Beauty in nature: fractals

"Clouds are not spheres, mountains are not cones, coastlines are not circles, and bark is not smooth, nor does lightning travel in a straight line."

- Benoit Mandelbrot, introduction to The Fractal Geometry of Nature

Introduction

 Possibly the most remarkable thing about the study of fractals is that there are fractal patterns all around us! Even if you think you don’t know anything about fractals

-yet-, you've still grown up in a world full of fractals.

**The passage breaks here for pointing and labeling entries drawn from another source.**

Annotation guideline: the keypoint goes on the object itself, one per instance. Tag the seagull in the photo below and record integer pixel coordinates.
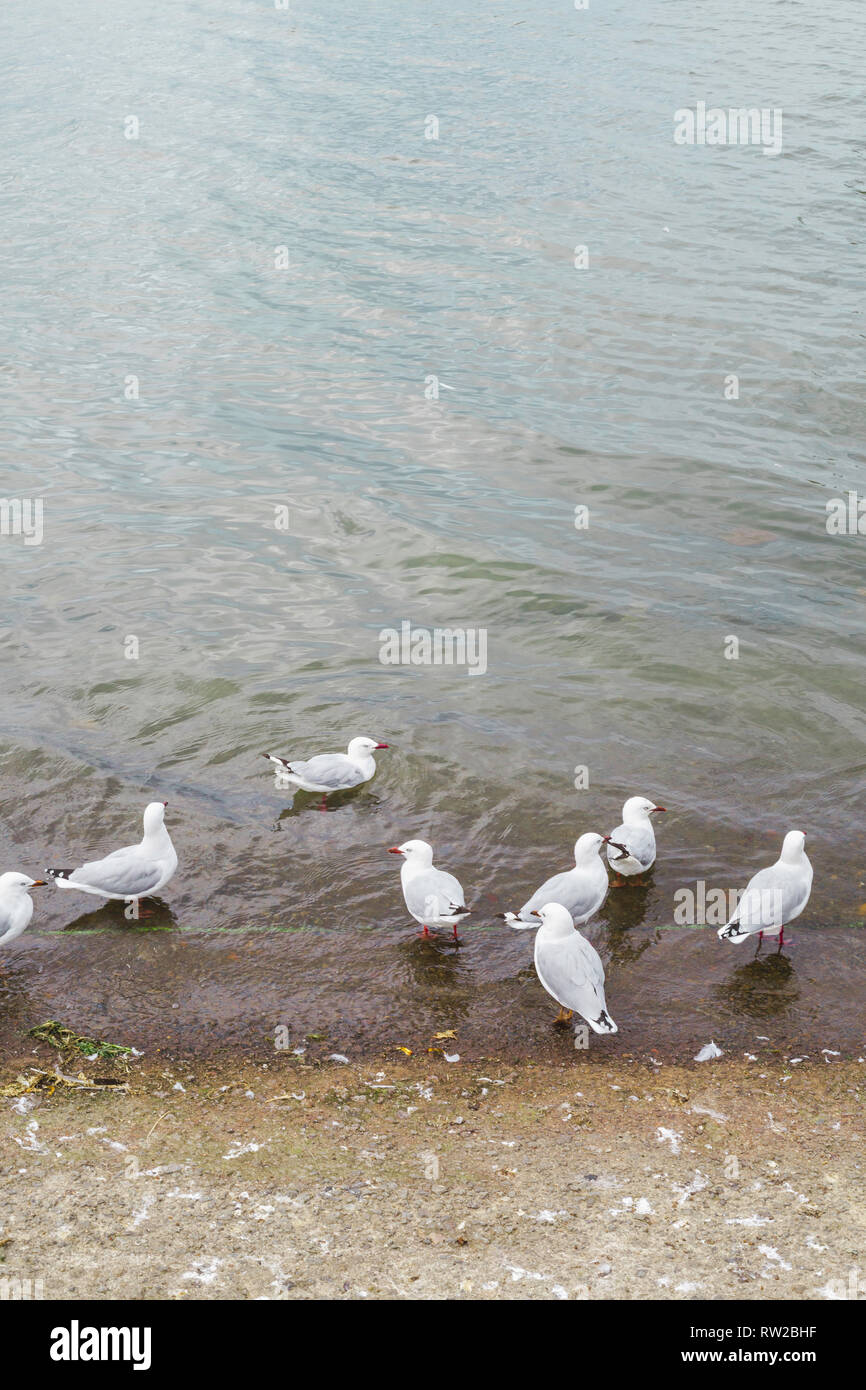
(434, 898)
(331, 772)
(774, 895)
(570, 969)
(15, 904)
(637, 837)
(581, 890)
(131, 873)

Many people –including me- are fascinated by the beautiful images that fractals present. Extending beyond the typical perception of mathematics as a body of complicated and boring formulas, fractal geometry mixes art with mathematics to demonstrate that equations are more than just a collection of numbers. What makes fractals even more interesting is that they are the best existing mathematical descriptions of many natural forms, such as coastlines, mountains or parts of living organisms.

A fractal is a pattern that is repeated at different scales, and examples are all around us. Technically, they call these kind of shapes "Self-similar" because a little piece of the shape looks similar to itself. For example, the fern shows a rough self-similarity,  as it’s made of little copies of the same general shape.

                                 

                                           Ferns

Although fractal geometry is closely connected with computer techniques, some people had worked on fractals long before the invention of computers. Some of these were British cartographers, who encountered the problem of measuring the length of Britain coast. The coastline measured on a large scale map was approximately half the length of the coastline measured on a detailed map. The closer they looked, the more detailed and longer the coastline became. They did not realize that they had discovered one of the main properties of fractals.

Properties of fractals

 Two of the most important properties of fractals are self-similarity (as I’ve said above) and non-integer dimension.

What does self-similarity mean? If you look carefully at a fern leaf, you will notice that every little leaf - part of the bigger one - has the same shape that the whole fern leaf has. Thus, you can say that the fern leaf is self-similar. Fractals work in the same way: you can enlarge them many times and after every step you will see the same shape.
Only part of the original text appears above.